We’ve been having it over our own currency for the last few years at increasing volume and with growing urgency.

Australia has yet to arrive at a clear solution, but it has encouraged important conversations. One is the need to redeploy labour from dying industries into new areas of growth. Another is how to encourage students into a vocational education with skills that Australia will need in years to come.

And then there is the critical need to develop expertise in niche areas that cannot easily be replicated in other markets, beyond mining.

I’m far from being a financial analyst, but I do understand brand and marketing. I see part of the challenge for companies (and one you have more control over than the exchange rate) is also a question of brand.

When there is little to differentiate your business from another apart from what you charge, you’re on a cliff edge, standing on one leg.

Many Australian companies, many manufacturers, are shutting down and part of it is to do with having no real point of difference. Or at least not communicating that difference to customers, which is the same as not having one.

At its most simple my job description is I distill a company’s rich and varied business capabilities into one or two sentences. Often this is only a few key words, and it’s always done by talking to their customers.

At almost no time do I advise that ‘low price’ be one of those principal points, unless you’re Walmart or Costco.

It might be overly simplistic, but hanging an economic point of difference on price is a very dangerous position.

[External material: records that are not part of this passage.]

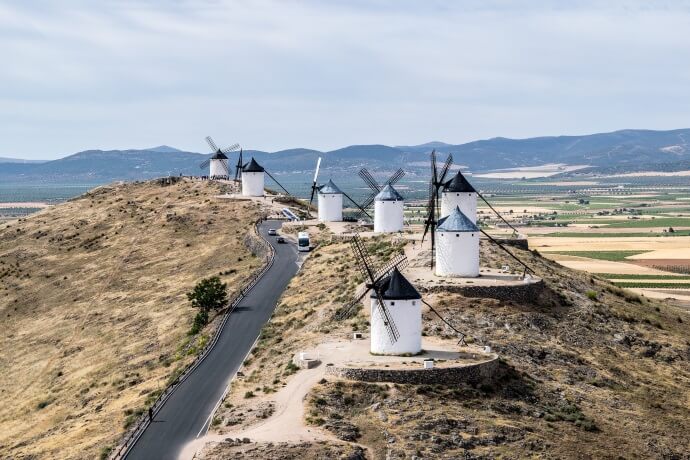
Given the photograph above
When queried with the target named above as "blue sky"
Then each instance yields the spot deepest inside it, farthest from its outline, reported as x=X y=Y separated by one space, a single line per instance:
x=277 y=74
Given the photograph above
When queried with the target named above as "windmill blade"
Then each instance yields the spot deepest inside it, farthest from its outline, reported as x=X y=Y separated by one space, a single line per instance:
x=431 y=211
x=279 y=184
x=212 y=144
x=316 y=173
x=224 y=165
x=362 y=210
x=434 y=173
x=313 y=185
x=400 y=262
x=393 y=334
x=232 y=148
x=238 y=169
x=369 y=180
x=396 y=177
x=445 y=169
x=369 y=200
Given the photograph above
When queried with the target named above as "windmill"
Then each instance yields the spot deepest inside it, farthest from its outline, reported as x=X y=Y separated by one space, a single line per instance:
x=437 y=181
x=396 y=315
x=218 y=161
x=316 y=188
x=374 y=281
x=238 y=168
x=371 y=276
x=375 y=188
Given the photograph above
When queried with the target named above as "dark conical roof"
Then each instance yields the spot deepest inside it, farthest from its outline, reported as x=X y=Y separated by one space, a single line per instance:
x=252 y=166
x=388 y=193
x=456 y=221
x=219 y=156
x=330 y=188
x=396 y=287
x=458 y=184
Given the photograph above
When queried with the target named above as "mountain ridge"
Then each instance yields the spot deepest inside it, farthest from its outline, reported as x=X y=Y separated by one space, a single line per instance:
x=622 y=150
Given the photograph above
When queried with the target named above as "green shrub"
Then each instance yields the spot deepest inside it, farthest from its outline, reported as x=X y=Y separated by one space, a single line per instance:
x=209 y=294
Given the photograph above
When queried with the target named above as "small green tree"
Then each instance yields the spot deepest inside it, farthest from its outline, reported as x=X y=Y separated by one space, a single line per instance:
x=209 y=294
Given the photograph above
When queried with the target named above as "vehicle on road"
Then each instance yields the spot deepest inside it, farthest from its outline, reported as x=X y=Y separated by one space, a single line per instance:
x=303 y=241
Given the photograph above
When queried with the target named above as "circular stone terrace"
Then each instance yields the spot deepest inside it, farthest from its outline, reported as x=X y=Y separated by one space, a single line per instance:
x=452 y=364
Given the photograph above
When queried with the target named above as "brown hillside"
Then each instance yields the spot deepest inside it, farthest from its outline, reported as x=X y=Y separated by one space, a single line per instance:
x=93 y=308
x=591 y=371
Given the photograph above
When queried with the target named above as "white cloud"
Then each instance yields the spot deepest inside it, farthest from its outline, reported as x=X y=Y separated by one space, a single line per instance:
x=278 y=74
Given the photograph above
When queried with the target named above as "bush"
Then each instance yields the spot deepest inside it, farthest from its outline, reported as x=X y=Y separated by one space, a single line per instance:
x=209 y=294
x=200 y=320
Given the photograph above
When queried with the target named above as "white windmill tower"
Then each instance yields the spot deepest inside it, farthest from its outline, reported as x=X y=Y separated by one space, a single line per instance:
x=457 y=246
x=458 y=192
x=252 y=179
x=330 y=199
x=389 y=211
x=396 y=306
x=404 y=306
x=218 y=163
x=330 y=203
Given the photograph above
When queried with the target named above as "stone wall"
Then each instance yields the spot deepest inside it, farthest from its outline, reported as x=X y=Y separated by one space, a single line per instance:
x=471 y=374
x=516 y=292
x=520 y=243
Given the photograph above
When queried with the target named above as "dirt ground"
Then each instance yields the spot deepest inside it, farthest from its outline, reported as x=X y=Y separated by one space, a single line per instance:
x=94 y=312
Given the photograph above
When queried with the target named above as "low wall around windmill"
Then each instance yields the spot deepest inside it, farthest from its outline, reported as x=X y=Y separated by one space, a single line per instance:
x=523 y=292
x=471 y=374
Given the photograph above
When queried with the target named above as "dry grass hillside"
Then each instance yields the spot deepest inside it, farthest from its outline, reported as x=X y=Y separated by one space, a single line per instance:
x=93 y=308
x=590 y=371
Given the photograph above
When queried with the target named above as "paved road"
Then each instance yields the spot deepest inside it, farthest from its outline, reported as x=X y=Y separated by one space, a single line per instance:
x=185 y=415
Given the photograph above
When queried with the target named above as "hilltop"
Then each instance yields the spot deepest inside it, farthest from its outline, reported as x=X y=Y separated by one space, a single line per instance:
x=625 y=150
x=94 y=312
x=589 y=371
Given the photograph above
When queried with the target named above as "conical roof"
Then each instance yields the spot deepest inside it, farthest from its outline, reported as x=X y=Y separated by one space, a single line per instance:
x=456 y=221
x=458 y=184
x=252 y=166
x=219 y=156
x=396 y=287
x=330 y=188
x=388 y=193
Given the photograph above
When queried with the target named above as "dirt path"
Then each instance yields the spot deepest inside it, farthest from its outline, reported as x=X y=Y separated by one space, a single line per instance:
x=285 y=425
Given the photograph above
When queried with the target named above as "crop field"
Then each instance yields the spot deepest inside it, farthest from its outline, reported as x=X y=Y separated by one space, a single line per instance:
x=632 y=230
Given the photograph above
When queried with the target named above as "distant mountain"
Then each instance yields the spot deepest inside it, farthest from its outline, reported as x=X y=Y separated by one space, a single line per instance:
x=19 y=160
x=164 y=149
x=619 y=151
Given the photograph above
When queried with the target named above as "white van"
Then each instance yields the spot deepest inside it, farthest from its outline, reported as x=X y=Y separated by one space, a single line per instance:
x=303 y=241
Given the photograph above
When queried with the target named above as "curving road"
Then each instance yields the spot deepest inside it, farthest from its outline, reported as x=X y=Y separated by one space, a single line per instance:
x=186 y=414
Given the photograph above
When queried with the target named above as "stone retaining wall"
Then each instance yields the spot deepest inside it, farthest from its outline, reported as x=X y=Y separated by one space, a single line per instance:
x=517 y=292
x=471 y=374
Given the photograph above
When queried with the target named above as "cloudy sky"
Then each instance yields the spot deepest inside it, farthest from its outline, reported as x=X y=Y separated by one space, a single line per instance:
x=77 y=75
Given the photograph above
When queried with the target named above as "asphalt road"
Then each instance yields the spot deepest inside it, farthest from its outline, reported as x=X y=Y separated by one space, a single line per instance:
x=186 y=414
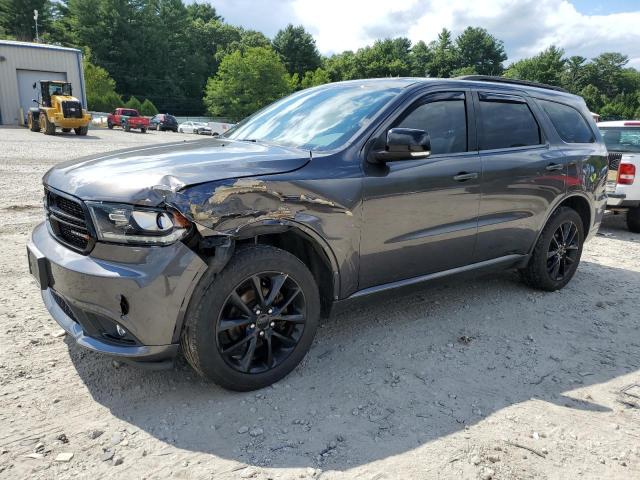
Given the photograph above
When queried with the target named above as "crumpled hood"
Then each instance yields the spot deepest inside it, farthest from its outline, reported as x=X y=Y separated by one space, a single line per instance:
x=147 y=175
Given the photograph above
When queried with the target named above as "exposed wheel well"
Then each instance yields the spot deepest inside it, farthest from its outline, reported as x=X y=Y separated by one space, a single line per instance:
x=580 y=205
x=302 y=246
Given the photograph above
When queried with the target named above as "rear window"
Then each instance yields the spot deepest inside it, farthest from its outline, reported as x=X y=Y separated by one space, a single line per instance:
x=506 y=124
x=568 y=122
x=621 y=139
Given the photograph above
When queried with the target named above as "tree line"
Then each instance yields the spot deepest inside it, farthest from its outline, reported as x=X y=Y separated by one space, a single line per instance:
x=185 y=59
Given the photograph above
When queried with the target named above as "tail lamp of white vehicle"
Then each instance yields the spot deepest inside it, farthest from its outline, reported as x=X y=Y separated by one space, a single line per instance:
x=626 y=174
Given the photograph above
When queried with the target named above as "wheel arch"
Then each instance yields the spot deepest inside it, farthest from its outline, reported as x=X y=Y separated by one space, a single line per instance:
x=577 y=202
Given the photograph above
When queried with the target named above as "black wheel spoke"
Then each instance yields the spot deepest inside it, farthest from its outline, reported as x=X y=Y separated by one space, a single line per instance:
x=555 y=268
x=572 y=235
x=257 y=287
x=229 y=324
x=276 y=284
x=286 y=341
x=288 y=301
x=239 y=303
x=298 y=318
x=236 y=345
x=269 y=351
x=245 y=361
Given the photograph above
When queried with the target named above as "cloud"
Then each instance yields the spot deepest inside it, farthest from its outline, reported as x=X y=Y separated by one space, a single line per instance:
x=525 y=26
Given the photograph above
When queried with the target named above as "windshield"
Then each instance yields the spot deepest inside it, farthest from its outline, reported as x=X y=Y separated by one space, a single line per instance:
x=621 y=139
x=321 y=118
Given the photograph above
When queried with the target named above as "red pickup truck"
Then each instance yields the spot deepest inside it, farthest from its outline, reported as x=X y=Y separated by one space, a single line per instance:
x=127 y=118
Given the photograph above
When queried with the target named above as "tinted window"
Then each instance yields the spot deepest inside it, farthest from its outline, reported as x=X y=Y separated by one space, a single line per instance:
x=621 y=139
x=445 y=121
x=506 y=124
x=570 y=125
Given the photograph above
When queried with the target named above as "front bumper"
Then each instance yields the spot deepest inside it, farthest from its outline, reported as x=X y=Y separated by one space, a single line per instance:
x=145 y=290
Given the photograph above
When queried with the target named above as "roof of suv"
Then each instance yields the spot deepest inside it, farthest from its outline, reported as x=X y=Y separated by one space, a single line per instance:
x=477 y=81
x=620 y=123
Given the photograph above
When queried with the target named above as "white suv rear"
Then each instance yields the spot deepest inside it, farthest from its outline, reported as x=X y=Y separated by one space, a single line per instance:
x=623 y=143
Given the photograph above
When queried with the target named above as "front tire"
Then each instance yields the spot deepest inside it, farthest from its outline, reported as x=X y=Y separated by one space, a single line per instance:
x=251 y=324
x=633 y=219
x=557 y=253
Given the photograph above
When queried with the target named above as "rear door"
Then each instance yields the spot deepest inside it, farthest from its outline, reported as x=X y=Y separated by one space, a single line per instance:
x=522 y=173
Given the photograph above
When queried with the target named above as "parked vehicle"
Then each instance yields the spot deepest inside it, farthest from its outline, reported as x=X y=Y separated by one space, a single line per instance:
x=234 y=247
x=164 y=121
x=57 y=108
x=194 y=127
x=128 y=119
x=623 y=142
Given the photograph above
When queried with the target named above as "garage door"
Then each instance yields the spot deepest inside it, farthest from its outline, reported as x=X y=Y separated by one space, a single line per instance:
x=25 y=85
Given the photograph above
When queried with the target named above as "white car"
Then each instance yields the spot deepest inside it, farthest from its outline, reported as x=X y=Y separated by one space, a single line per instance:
x=623 y=143
x=194 y=127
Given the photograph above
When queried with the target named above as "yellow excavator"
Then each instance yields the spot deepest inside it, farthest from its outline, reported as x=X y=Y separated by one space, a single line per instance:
x=57 y=108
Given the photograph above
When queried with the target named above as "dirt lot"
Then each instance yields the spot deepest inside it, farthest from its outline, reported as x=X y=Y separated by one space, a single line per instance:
x=467 y=378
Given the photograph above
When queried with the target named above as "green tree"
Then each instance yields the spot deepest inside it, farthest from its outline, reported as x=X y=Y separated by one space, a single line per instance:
x=100 y=87
x=421 y=57
x=483 y=52
x=148 y=109
x=133 y=103
x=298 y=50
x=202 y=11
x=445 y=56
x=315 y=78
x=245 y=82
x=546 y=67
x=16 y=18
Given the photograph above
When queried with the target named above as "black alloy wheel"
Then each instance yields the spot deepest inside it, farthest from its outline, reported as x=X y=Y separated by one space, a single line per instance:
x=261 y=322
x=563 y=250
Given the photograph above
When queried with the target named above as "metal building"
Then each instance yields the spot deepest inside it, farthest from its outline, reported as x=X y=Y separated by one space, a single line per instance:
x=22 y=64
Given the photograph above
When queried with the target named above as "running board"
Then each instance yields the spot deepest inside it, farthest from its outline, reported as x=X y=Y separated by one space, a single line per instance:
x=495 y=262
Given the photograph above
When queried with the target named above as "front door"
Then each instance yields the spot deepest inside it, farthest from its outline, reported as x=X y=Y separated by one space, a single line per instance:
x=420 y=215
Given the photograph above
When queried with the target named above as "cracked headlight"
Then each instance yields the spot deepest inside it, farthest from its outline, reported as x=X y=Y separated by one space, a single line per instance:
x=120 y=223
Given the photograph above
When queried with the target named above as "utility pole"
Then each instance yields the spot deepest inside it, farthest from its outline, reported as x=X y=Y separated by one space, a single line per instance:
x=35 y=17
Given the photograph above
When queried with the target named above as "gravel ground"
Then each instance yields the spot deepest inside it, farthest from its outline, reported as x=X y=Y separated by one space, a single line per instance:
x=467 y=378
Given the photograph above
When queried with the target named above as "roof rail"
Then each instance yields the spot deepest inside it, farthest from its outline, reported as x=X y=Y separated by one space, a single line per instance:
x=488 y=78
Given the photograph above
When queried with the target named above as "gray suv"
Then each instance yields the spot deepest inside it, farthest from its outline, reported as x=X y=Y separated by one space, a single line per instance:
x=230 y=249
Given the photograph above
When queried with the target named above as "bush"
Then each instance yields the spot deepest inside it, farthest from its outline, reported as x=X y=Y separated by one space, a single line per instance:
x=148 y=108
x=133 y=103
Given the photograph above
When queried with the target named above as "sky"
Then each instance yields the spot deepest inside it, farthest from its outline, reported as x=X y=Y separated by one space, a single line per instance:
x=581 y=27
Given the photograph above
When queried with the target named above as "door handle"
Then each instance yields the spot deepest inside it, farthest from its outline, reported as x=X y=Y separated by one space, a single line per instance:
x=554 y=166
x=464 y=176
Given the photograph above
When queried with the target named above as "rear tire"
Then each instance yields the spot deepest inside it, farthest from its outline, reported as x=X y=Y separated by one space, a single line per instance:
x=265 y=356
x=633 y=219
x=46 y=126
x=557 y=253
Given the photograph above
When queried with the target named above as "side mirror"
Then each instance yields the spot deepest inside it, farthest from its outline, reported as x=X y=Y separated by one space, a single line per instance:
x=405 y=144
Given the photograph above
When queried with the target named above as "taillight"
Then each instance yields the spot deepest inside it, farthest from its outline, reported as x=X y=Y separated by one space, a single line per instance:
x=626 y=173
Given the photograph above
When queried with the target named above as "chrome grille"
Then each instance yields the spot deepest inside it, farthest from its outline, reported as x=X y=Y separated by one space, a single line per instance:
x=68 y=221
x=614 y=160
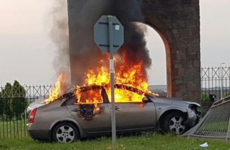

It’s one that many Australian and New Zealand companies will now find themselves in.

Lets face it, in all our fields there’s always someone cheaper who says they do the same thing.

Unfortunately, many businesses cannot clearly articulate to themselves, let alone to the market, why they are better than the competition.

For years now, that competition has just as likely been a factory in China as it is someone down the road.

There’s much to learn from what’s happening in more developed economies like the US and UK. Whatever our challenges in Australia and New Zealand, those big economies have faced them on and off for many years.

Interestingly, I’m starting to see more stories coming from both the UK and US that indicate positive changes, signs that manufacturing is returning to their shores.

I’m also seeing more stories about China’s evolution that includes a demand for better wages and conditions.

Times are changing. As they always are.

What does your business do that makes it worth paying more for? What is your unique positioning that will help you withstand fluctuations in the dollar? If you’re not sure, you need to find out.